SFE Insight | Facing fax, by Anthony Rafferty

Anthony Rafferty, Origo CEO, discusses the use of antiquated technology in an age where fintech is delivering ever more innovative solutions.

A recent email missive from Mark Polson, MD of financial services consultancy The Lang Cat, caught my eye, focussed as it is on the continued use of the fax machine within the financial services industry.

I like Mark for a number of reasons – being Scottish he’s based just down the road from us in Leith; he brings a fresh, somewhat irreverent approach to his commentary on the industry; and he and his team produce some cracking white papers and reports (among other things), some of which we have commissioned from him.

In the email Mark highlighted that 62% of asset manager in the UK are still using fax machines – on the basis of ‘if it ain’t broke, don’t try to fix it’. 

This struck a chord, as one of the areas Origo has been trying to ‘fix’ is the Letter of Authority process, which causes financial advisers and their teams so many headaches. Why? Due to the antiquated operational processes used by financial services providers, with some still using, you’ve guessed it, fax machines.

A Letter of Authority is a form that an adviser sends to a provider, which contains the end client’s consent for the adviser to act on their behalf, usually to switch providers.

Depending on the number of providers the client is using, typically they will have to sign several individual paper-based forms, one for each provider, which are then posted or faxed to the provider concerned. It then enters their paper-based system, where it can wait weeks to be processed.

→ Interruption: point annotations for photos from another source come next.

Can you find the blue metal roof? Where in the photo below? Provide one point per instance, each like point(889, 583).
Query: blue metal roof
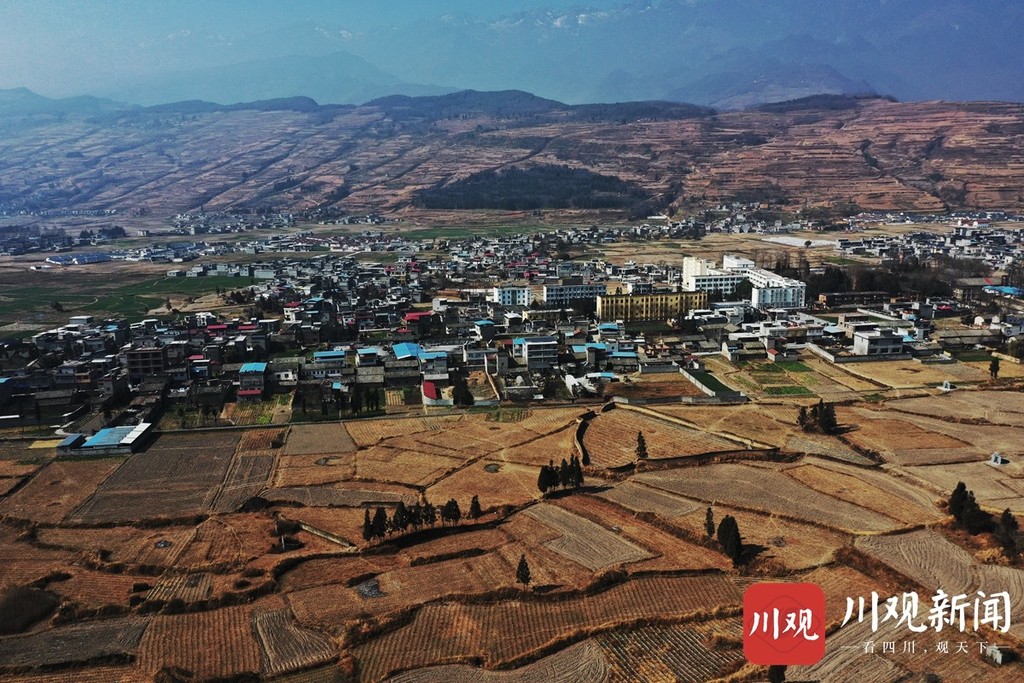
point(329, 355)
point(407, 350)
point(108, 437)
point(253, 368)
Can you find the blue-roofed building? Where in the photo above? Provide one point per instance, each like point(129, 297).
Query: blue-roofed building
point(112, 440)
point(407, 350)
point(252, 381)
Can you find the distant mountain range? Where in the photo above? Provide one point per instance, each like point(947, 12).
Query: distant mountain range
point(721, 53)
point(506, 151)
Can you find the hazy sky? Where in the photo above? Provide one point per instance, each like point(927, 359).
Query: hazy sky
point(60, 47)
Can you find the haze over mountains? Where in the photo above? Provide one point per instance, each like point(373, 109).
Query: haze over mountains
point(724, 53)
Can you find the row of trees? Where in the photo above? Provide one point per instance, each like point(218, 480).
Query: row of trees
point(566, 475)
point(821, 418)
point(727, 535)
point(415, 516)
point(969, 514)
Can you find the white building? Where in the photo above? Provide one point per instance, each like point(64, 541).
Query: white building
point(511, 295)
point(770, 290)
point(562, 295)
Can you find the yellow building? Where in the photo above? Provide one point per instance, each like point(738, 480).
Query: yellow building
point(634, 307)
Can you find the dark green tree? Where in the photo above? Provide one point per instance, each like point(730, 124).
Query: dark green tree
point(956, 501)
point(368, 528)
point(379, 524)
point(728, 537)
point(522, 571)
point(399, 518)
point(641, 446)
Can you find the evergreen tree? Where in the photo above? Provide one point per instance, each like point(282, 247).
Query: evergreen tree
point(564, 476)
point(399, 519)
point(641, 446)
point(368, 529)
point(956, 501)
point(522, 571)
point(826, 419)
point(577, 470)
point(379, 524)
point(728, 536)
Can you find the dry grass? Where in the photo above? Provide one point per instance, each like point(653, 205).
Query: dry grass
point(57, 489)
point(766, 491)
point(584, 542)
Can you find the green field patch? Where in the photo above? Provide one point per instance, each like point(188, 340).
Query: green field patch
point(787, 391)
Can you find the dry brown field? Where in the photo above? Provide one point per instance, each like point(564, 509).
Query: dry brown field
point(926, 557)
point(584, 542)
point(765, 491)
point(124, 544)
point(286, 647)
point(870, 489)
point(995, 487)
point(70, 645)
point(57, 488)
point(611, 438)
point(399, 466)
point(497, 482)
point(910, 374)
point(177, 476)
point(678, 652)
point(641, 498)
point(511, 629)
point(246, 478)
point(653, 386)
point(669, 551)
point(175, 641)
point(583, 662)
point(329, 437)
point(795, 545)
point(369, 432)
point(260, 440)
point(1005, 408)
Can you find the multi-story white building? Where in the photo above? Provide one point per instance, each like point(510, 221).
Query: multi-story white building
point(562, 295)
point(770, 290)
point(512, 295)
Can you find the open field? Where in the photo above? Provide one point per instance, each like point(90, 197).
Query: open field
point(925, 557)
point(172, 640)
point(177, 476)
point(583, 662)
point(511, 629)
point(1004, 408)
point(331, 437)
point(584, 542)
point(286, 647)
point(653, 386)
point(641, 498)
point(71, 645)
point(766, 491)
point(870, 489)
point(995, 487)
point(911, 375)
point(58, 488)
point(611, 438)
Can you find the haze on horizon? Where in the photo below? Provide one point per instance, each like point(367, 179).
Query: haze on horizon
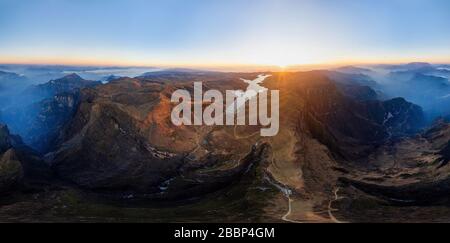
point(231, 32)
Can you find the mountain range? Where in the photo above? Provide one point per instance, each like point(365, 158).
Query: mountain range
point(347, 151)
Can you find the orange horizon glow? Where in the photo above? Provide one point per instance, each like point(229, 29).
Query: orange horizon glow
point(280, 66)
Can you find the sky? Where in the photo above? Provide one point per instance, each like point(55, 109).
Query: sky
point(223, 32)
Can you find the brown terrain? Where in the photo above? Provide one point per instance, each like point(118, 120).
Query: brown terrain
point(335, 159)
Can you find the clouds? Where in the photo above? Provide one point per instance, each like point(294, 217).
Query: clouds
point(199, 31)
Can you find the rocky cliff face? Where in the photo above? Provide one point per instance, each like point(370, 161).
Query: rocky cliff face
point(121, 137)
point(44, 110)
point(120, 142)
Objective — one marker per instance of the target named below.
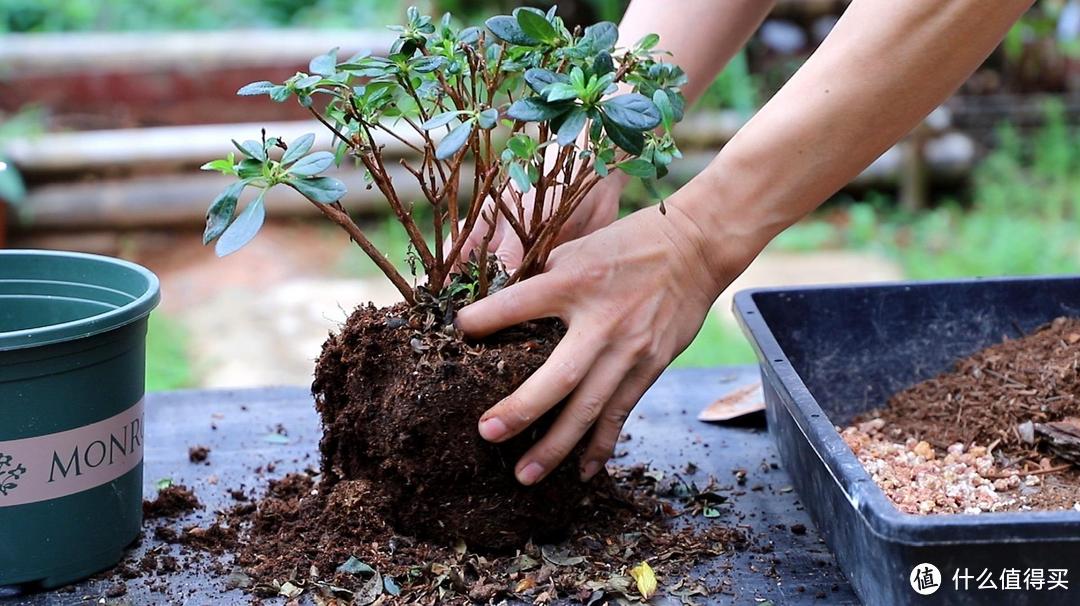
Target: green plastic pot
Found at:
(72, 364)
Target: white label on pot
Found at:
(57, 465)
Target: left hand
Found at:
(632, 295)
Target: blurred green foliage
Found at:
(1023, 217)
(25, 123)
(167, 365)
(718, 344)
(736, 88)
(129, 15)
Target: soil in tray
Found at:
(997, 432)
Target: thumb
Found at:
(510, 253)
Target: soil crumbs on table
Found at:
(172, 501)
(335, 548)
(998, 432)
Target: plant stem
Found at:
(337, 214)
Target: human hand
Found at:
(633, 295)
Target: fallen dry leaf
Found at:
(646, 579)
(739, 403)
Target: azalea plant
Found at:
(515, 121)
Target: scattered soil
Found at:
(172, 501)
(976, 438)
(198, 454)
(400, 400)
(335, 543)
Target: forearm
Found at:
(885, 66)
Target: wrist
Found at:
(723, 225)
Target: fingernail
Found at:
(591, 469)
(493, 429)
(530, 473)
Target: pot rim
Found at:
(138, 308)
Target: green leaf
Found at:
(252, 149)
(260, 88)
(648, 42)
(602, 36)
(441, 120)
(488, 118)
(638, 167)
(220, 212)
(243, 229)
(535, 109)
(355, 566)
(633, 111)
(630, 140)
(279, 93)
(298, 148)
(321, 190)
(308, 82)
(248, 169)
(535, 24)
(454, 140)
(603, 64)
(225, 165)
(324, 65)
(559, 92)
(538, 78)
(571, 126)
(522, 146)
(664, 105)
(12, 187)
(521, 177)
(505, 28)
(311, 165)
(427, 65)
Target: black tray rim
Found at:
(866, 499)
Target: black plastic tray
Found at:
(829, 352)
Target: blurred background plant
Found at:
(989, 185)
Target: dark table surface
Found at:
(237, 426)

Meanwhile, the adviser is left not knowing where in the process the form is and so is forced to phone (and invariably left to wait on hold) in order to get an update. At the same time, the client – who more than likely is a new client to the firm and has had a swift and efficient onboarding process up to this point – is also left wondering what’s going on, and probably little impressed with their new adviser as a result. All of which is not good for anyone’s business or the reputation of the financial services industry in general.

Having changed adviser when I moved back to Edinburgh a few years ago, I found out about this the hard way. I was not impressed.

Origo has built the Unipass Letter of Authority service, which can digitise the process, thereby taking it from the 1990s, on a three decade journey into the 2020s.

It can be understood that providers may not be keen to invest in a process which accelerates funds going out of the door but at the end of the day, it’s the consumer’s money and they deserve to be able to transfer it when they want and in a reasonable time scale. We may not be talking hours here, due to the heavy regulation and legislation by which, quite rightly, providers must abide, but there is massive scope for improvement, and we have the technology in place to achieve it.

I am glad to say, we have providers who have seen the light and are working with us to improve their process. And in July the FCA will implement its new Consumer Duty rules, which puts the onus on financial services companies to always have the end consumer’s best interests in focus, to not do foreseeable harm and to have a primary goal of achieving good outcomes for the customer.

While much of the talk around Consumer Duty has been front-end facing, it applies to the back-office too and leaving an individual waiting weeks to be able to transfer their money to where they want to, potentially causing them to lose money in the process, will fall squarely under the Consumer Duty rules, so can no longer be ignored.